Some of Savannah River Site’s most contaminated Cold War nuclear waste will leave South Carolina this month under a new program to export plutonium to New Mexico.
The plan, which will commence with a demonstration shipment the week of June 25, involves using a new inert material known as “stardust,” which is blended with the waste to render it unattractive to adversaries and make it easier and safer to transport.
The goal is to ship 5 kilograms at a time to the Department of Energy’s Waste Isolation Pilot Plant near Carlsbad, N.M., where lower-level “transuranic” waste is buried in 250-million-year-old salt deposits a half-mile beneath the Chihuahuan Desert.
Unlike pure plutonium from “pits” once installed on nuclear warheads, the 4.3 metric tons of contaminated “non-pit” plutonium stored at SRS cannot be used in its mixed oxide plant, which is under construction and will blend surplus plutonium into commercial reactor fuel.
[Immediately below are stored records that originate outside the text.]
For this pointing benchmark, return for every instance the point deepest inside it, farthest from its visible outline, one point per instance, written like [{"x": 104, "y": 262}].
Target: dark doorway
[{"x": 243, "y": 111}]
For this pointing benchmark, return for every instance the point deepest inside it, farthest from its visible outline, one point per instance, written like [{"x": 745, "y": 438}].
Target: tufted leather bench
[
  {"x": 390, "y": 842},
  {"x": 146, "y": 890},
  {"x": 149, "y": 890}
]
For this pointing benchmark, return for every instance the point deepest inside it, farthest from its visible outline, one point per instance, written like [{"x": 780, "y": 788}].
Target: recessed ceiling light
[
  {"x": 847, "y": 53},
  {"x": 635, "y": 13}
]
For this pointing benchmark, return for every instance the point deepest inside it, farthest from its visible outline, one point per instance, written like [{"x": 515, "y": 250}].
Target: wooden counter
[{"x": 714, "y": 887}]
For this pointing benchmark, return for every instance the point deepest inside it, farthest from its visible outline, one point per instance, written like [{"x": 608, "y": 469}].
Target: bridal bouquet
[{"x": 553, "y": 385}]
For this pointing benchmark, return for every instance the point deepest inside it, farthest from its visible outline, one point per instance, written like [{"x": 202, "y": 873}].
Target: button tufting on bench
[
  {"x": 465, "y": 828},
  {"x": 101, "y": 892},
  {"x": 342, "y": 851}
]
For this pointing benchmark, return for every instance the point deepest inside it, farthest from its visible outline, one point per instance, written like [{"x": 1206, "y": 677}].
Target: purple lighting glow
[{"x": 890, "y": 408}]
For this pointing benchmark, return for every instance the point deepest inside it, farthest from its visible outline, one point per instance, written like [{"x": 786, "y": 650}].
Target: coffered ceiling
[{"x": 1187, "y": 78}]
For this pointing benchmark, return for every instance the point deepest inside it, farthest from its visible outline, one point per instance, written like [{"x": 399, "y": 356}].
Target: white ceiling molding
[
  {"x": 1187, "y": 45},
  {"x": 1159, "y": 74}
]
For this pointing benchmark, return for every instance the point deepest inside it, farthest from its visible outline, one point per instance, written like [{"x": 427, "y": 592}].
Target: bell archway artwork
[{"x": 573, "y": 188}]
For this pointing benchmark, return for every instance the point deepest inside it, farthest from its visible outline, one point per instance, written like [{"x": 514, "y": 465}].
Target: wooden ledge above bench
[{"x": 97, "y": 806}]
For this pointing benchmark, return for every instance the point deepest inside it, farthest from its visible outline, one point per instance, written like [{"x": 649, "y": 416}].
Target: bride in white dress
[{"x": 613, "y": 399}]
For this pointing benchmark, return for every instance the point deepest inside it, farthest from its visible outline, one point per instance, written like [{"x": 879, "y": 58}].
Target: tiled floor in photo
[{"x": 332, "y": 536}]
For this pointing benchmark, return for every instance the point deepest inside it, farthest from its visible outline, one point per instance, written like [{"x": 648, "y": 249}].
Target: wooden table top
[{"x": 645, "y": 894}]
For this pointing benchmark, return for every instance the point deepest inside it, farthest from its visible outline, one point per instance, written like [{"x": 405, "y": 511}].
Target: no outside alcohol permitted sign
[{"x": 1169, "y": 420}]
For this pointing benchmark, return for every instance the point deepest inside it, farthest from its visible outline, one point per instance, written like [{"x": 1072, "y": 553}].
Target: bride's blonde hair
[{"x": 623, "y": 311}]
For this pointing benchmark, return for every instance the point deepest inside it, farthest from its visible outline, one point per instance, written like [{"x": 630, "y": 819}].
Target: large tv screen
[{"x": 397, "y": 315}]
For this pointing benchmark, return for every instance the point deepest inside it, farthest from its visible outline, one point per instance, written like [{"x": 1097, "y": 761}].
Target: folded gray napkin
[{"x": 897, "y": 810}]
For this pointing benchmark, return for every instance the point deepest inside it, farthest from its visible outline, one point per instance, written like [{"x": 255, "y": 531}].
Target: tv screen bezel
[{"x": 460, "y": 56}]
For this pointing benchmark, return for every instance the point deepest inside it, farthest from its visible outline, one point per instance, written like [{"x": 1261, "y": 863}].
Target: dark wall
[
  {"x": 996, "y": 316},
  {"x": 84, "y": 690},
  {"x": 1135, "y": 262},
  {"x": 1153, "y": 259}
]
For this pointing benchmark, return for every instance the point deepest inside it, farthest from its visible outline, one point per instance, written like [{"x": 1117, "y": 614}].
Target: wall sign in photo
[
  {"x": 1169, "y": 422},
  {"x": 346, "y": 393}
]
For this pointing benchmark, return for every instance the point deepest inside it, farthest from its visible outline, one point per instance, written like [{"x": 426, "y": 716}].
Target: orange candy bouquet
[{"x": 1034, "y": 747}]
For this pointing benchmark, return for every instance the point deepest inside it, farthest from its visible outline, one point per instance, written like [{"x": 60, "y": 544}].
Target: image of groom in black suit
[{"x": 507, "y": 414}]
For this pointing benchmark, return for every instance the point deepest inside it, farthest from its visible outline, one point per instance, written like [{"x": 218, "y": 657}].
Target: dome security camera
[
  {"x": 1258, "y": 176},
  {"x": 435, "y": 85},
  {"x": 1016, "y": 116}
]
“This is material with no recoverable value, not suitable for MOX, so we’re discarding it as a waste product,” said Steve Howell, the deputy director for environmental management operations for Savannah River Nuclear Solutions.
Once blended with other materials, the 5 kilograms of plutonium waste will fill
35 shipping drums that can be transported by truck inside specially designed containers.
Currently, 585 kilograms of waste plutonium are awaiting shipment to New Mexico, but Howell said the amount could be expanded to 4.3 metric tons over a 20-year period.
John Gilmour, the solid waste management director for SRNS, said the decision to send the material to New Mexico was made after it was determined the plutonium could not be used in the MOX program.
After the inaugural shipment later this month, however, it might be awhile before additional plutonium is sent, he said.
Efforts remain under way to complete a lingering Recovery Act mission involving the shipment of 5,200 cubic meters of transuranic waste to the New Mexico site. So far, more than 3,000 cubic meters have been disposed.
“Every week, we are shipping more of that out of here,” he said. “Right now the priority is the legacy TRU and finishing the Recovery Act work.”
Once that project is completed, additional plutonium shipments can resume.
“We already have more than 400 (drums) ready to ship,” he said.